In our sixth episode, we meet Randell Jones, author of several non-fiction books, including In the Footsteps of Daniel Boone, Before They Were Heroes at Kings Mountain andFrom Time to Time in North Carolina. Randell reads an inspiring account about the battle of Kings Mountain, which turned the tide in the Southern campaign to win the revolutionary war and then takes us into the backcountry with readings about Daniel Boone.
In our seventh episode, we meet author Rosie Molinary, activist for low-income families and young Latinas and author of many writings featured in a wide variety of magazines. Rosie first reads from her book: Hijas Americanas: Beauty, Body Image and Growing Up Latina. She then expands on her message of being true to one’s self in Beautiful You: A Daily Guide To Radical Self-Acceptance.
In our eight episode, we meet Bud Schill, co-authorof Not Exactly Rocket Scientists and other stories. The book is what it sounds like, fun and entertaining stories about boys doing stupid things. As Pat Conroy said, it’s “A great book about friendship, growing up in the fifties and a lost America that will never come again.”
In our ninth episode, we meet author Nora Gaskin, who takes us behind the scenes of a true crime story about a murder in Chapel Hill in the 1960s, with her book, Time of Death, and then reads from her recent book, The Worst Thing. With Nora’s help, we dive headfirst into the realm of suspense, where there is no mystery about who is the deranged perpetrator, just a lot of angst about how things are going to turn out.

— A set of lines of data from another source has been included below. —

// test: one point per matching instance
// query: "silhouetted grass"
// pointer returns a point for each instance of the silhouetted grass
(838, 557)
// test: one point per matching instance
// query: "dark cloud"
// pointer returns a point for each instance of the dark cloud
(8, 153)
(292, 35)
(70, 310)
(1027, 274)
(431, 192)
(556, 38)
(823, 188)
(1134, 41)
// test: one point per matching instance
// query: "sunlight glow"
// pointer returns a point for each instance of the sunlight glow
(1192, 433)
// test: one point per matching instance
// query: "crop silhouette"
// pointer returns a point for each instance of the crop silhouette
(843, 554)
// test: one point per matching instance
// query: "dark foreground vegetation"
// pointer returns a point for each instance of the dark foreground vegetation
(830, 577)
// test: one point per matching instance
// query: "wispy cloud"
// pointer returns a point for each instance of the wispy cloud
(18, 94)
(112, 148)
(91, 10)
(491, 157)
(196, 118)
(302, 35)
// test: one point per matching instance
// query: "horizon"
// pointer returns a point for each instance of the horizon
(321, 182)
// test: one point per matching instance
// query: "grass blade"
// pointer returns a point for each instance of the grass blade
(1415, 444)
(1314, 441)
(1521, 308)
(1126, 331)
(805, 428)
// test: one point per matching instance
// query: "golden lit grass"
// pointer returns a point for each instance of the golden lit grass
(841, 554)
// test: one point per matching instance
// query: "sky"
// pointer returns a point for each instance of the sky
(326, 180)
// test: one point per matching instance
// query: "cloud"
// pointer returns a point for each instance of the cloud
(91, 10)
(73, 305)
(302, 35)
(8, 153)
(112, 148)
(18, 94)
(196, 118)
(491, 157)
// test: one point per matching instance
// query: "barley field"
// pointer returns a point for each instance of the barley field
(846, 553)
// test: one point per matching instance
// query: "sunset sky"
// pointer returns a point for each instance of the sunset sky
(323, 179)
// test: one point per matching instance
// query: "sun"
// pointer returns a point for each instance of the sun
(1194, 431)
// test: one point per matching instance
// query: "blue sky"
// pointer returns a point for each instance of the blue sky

In our tenth episode, author Bryn Chancellor takes us into the world of literary fiction. She starts with a story called “All This History at Once” from her collection of short stories that won the Prairie Schooner Book Prize, and spends the rest of the show reading from and discussing her novel, “Sycamore.” It’s a mystery about a girl who disappears, told with some lyrical twists.
In our eleventh episode, author Cathy Pickens, a mystery writer turned true crime aficionado, reads first from her book about ghostly haunts of Charleston, South Carolina and finishes with stories about sensational crimes committed over the years in Charlotte. She reads and discusses stories about murdered bikers, fraudulent evangelists, a serial killer, the infamous Loomis Fargo heist and a woman tried in the 1920s called Razor Girl.
In the twelfth and final episode of the season, we spend time with author Ann Campanella, twice recipient of the Poet Laureate Award from the North Carolina Poet Society. Ann reads a poem called “How to Grieve,” and then follows this poem with readings from and discussion about her award-winning memoir: Motherhood: Lost and Found. The book reveals the emotional journey she took with a mother who suffered from Alzheimers, while dealing with the difficulty of having a baby given her predisposition to miscarriage.